Για τον Στόουνερ που ήδη συζητιέται και στα εδάφη μας.
Εδώ πώς ξεκίνησε, ένα αγνοημένο μυθιστόρημα στην πατρίδα του, να συζητιέται στην Ευρώπη.
THE GREATEST AMERICAN NOVEL YOU’VE NEVER HEARD OF
By Tim Kreider October 20, 2013
In one of those few gratifying instances of belated artistic justice, John Williams’s “Stoner” has become an unexpected bestseller in Europe after being translated and championed by the French writer Anna Gavalda. Once every decade or so, someone like me tries to do the same service for it in the U.S., writing an essay arguing that “Stoner” is a great, chronically underappreciated American novel. (The latest of these, which also lists several previous such essays, is Morris Dickstein’s for the Times.) And yet it goes on being largely undiscovered in its own country, passed around and praised only among a bookish cognoscenti, and its author, John Williams, consigned to that unenviable category inhabited by such august company as Richard Yates and James Salter: the writer’s writer.
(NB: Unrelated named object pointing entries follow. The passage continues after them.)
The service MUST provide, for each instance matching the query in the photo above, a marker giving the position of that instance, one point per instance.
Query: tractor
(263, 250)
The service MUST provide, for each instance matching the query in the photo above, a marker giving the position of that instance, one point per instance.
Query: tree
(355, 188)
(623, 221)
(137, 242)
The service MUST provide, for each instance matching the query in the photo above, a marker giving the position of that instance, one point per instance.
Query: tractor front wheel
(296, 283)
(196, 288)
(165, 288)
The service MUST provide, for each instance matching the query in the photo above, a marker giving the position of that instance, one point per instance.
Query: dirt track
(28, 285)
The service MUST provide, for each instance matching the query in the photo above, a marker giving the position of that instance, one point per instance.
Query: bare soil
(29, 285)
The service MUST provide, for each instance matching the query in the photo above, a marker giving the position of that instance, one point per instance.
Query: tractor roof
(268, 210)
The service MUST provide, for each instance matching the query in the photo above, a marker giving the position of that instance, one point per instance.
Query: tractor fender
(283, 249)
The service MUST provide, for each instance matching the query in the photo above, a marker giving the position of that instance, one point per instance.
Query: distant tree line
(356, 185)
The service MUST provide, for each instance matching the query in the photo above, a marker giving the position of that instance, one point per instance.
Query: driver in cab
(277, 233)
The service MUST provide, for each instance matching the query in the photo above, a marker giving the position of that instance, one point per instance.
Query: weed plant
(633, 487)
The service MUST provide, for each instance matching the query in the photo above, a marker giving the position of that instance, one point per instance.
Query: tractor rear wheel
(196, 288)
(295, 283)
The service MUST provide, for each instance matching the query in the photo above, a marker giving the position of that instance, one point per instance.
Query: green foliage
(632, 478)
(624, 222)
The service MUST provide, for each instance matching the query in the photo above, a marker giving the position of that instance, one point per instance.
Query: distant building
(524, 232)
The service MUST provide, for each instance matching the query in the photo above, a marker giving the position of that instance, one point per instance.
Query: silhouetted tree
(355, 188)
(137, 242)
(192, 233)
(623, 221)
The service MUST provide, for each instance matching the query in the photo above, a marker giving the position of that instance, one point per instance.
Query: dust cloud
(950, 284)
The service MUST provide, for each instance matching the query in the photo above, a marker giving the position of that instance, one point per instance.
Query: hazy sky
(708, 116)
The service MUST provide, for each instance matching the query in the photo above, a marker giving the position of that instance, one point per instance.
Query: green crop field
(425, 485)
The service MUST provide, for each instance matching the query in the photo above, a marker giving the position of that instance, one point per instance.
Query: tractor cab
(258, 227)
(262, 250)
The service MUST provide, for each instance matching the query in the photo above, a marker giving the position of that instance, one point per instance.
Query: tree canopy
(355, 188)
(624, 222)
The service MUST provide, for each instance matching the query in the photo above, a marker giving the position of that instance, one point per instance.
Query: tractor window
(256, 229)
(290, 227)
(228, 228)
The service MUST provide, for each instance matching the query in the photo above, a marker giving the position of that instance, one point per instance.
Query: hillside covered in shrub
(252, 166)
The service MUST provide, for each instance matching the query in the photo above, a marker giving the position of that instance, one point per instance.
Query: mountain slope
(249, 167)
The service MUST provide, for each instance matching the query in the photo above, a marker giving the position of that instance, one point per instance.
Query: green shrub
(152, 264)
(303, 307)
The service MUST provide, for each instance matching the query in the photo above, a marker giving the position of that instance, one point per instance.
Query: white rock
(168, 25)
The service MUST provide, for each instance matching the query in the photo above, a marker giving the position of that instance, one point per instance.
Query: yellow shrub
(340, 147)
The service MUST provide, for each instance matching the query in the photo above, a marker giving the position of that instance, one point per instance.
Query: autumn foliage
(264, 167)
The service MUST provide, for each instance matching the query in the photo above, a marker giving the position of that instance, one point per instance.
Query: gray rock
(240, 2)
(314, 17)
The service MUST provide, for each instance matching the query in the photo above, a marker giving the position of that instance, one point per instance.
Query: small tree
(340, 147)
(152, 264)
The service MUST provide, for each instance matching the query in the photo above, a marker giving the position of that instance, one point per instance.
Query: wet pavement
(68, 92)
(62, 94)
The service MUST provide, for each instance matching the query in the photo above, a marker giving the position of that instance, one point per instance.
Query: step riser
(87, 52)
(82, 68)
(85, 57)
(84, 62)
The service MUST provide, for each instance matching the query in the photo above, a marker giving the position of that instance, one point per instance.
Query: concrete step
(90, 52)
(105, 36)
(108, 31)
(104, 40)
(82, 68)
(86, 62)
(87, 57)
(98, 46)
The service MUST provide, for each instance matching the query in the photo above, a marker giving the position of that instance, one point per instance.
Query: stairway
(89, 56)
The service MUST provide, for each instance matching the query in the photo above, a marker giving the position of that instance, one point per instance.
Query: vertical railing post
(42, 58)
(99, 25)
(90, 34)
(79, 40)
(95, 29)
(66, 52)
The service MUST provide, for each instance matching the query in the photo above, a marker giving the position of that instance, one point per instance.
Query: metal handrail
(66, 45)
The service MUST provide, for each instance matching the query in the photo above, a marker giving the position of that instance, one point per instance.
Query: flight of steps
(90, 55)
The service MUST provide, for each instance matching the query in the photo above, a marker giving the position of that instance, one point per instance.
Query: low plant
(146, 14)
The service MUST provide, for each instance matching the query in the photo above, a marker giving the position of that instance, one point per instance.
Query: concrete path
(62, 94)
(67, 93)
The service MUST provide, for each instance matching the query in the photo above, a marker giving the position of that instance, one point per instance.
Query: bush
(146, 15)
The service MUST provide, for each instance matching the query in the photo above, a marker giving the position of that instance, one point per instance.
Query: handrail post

“Stoner” is undeniably a great book, but I can also understand why it isn’t a sentimental favorite in its native land. You could almost describe it as an anti-“Gatsby.” I suspect one reason “Gatsby” is a classic is that, despite his delusions and his bad end, we all secretly think Gatsby’s pretty cool. Americans don’t really see him as an anti-hero or a tragic figure—not any more than they see the current breed of charismatic criminals on cable as villains. Gatsby’s a success story: he makes a ton of money, looks like a million bucks, owns a mansion, throws great parties, and even gets his dream girl, for a little while, at least. “Stoner” ’s protagonist is an unglamorous, hardworking academic who marries badly, is estranged from his child, drudges away in a dead-end career, dies, and is forgotten: a failure. The book is set not in the city of dreams but back in the dusty heartland. It’s ostensibly an academic novel, a genre historically of interest exclusively to academics. Its values seem old-fashioned, prewar (which may be one reason it’s set a generation before it was written), holding up conscientious slogging as life’s greatest virtue and reward. And its prose, compared to Fitzgerald’s ecstatic art-nouveau lyricism, is austere, restrained, and precise; its polish is the less flashy, more enduring glow of burnished hardwood; its construction is invisibly flawless, like the kind of house they don’t know how to build anymore.